Dit is niet een louter theoretisch denkbeeld. Het is voor ons juist van groot praktisch belang dat we, wanneer we tegen onze neiging ingaan, beseffen dat we ons niet aan het aanwennen zijn om het onszelf moeilijk te maken, maar dat we positief leren van het goede te genieten, zelfs als het op dat moment betekent dat we tegen de stroom op moeten roeien. Op deze manier maakt de vorming van de deugden dat onze vermogens en gevoelens leren zich te concentreren op wat werkelijk onze diepste verlangens vervult, terwijl we daarnaast – altijd ondergeschikt aan het doel – belang hechten aan de middelen om dat doel te bereiken.

De slotanalyse luidt: deugden vormen is leren hoe je gelukkig wordt, hoe je kunt genieten van wat werkelijk geweldig is; dat is, kort gezegd, je voorbereiden op de hemel. Als ‘vorming’ betekent groeien in deugden, en de deugden zijn een zekere orde in onze gevoelens, kan men concluderen dat alle vorming vorming van ons gevoelsleven is. Wanneer iemand dit leest, zou hij kunnen tegenwerpen dat bij de inspanning om deugden te verwerven het doel op de eerste plaats is bepaalde handelingen te verrichten, en niet zozeer de juiste ordening van het gevoelsleven. Hij zou daaraan misschien zelfs kunnen toevoegen dat wij de deugden juist aanduiden als gewoonten die gericht zijn op ons handelen. Dat is waar. Maar als de deugden ons helpen om goed te doen, is dat omdat ze ons helpen ons er goed bij te voelen. Het menselijk wezen handelt altijd om iets goeds te bereiken. Het morele probleem is uiteindelijk waarom datgene wat níet goed is, voor ons in een bepaalde situatie goed schijnt te zijn. Dat dit gebeurt is te wijten aan de wanorde in onze neigingen, waardoor wij de waarde overdrijven van het goede waarop een van deze neigingen zich richt, zodat we dit begeerlijker vinden dan een ander goed waarmee het in strijd is. Maar het ‘moeilijker te bereiken goed’ heeft objectief gezien een grotere waarde, omdat het overeenkomt met het algehele goed van de persoon.

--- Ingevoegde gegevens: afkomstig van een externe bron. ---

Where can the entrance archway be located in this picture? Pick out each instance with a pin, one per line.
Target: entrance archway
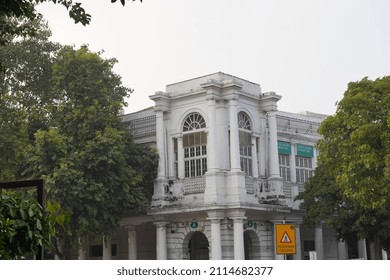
(198, 247)
(251, 245)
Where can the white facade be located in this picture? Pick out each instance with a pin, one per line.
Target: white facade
(230, 167)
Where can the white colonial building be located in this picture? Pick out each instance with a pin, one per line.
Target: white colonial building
(230, 167)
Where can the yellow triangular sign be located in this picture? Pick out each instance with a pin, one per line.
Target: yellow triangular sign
(285, 238)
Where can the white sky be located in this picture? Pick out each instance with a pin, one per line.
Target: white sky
(305, 50)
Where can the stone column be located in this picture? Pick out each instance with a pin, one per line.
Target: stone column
(314, 158)
(216, 247)
(276, 256)
(362, 249)
(161, 240)
(298, 255)
(292, 164)
(82, 251)
(107, 249)
(341, 250)
(160, 142)
(180, 158)
(171, 160)
(384, 255)
(239, 251)
(275, 181)
(255, 167)
(319, 242)
(234, 140)
(212, 136)
(273, 146)
(132, 242)
(262, 151)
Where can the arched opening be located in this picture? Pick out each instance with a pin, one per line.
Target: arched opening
(251, 245)
(198, 247)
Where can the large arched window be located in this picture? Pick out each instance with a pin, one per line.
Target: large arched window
(195, 146)
(245, 137)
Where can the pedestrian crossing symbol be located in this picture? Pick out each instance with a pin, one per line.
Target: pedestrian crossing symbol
(285, 239)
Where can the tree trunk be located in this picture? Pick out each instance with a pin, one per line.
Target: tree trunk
(377, 246)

Misschien is dit beter te begrijpen met een voorbeeld. In een bepaalde situatie kunnen we onszelf verscheurd voelen tussen het vertellen van de waarheid of niet. De natuurlijke neiging die wij hebben voor de waarheid laat het ons zien als een goed. Maar wij hebben ook de natuurlijke neiging om de waardering van anderen te zoeken. Als we denken dat de waarheid ons in een slecht daglicht zal stellen, zullen we liegen ‘beter’ – een gróter goed – vinden. De twee neigingen zijn met elkaar in conflict. Welke zal de voorkeur krijgen? Het zal ervan afhangen welke van de twee goede zaken – de waarheid vertellen of de waardering van anderen krijgen – belangrijker voor ons is en in deze beoordeling speelt ons gevoelsleven een beslissende rol. Als dit goed geordend is, zal het ons verstand helpen om te zien dat de waarheid kostbaar is en dat de waardering van anderen niet wenselijk is als wij daarvoor de waarheid geweld aan moeten doen. (Deze liefde voor de waarheid boven andere goede daden die ook aantrekkingskracht voor ons hebben, is precies wat we oprechtheid noemen.) Maar wanneer het verlangen om goed te lijken sterker is dan de aantrekkingskracht van de waarheid, houdt ons verstand ons gemakkelijk voor de gek. Zelfs als ons verstand weet dat liegen níet goed is, oordeelt het nóg dat het in dit geval juist – ‘beter’ – is om te liegen. Hoewel we dus heel goed weten dat het verkeerd is om te liegen, denken we dat het in deze specifieke situatie goed voor ons is.

Een goed geordend gevoelsleven helpt ons om goed te handelen omdat het ons op voorhand helpt om iets als goed te zien. Daarom is het zo belangrijk om onze gevoelens correct te vormen. Hoe krijgen we dit gedaan? Voordat we een poging wagen om deze vraag te beantwoorden, is het interessant om te wijzen op een paar dingen die noodzakelijk zijn om dit onderwerp succesvol aan te pakken.

De gevoelens en de wil

We hebben net gesteld dat een goed geordend gevoelsleven ons helpt om goed te handelen. Het omgekeerde is ook waar: goed handelen helpt ons om orde te brengen in ons gevoelsleven.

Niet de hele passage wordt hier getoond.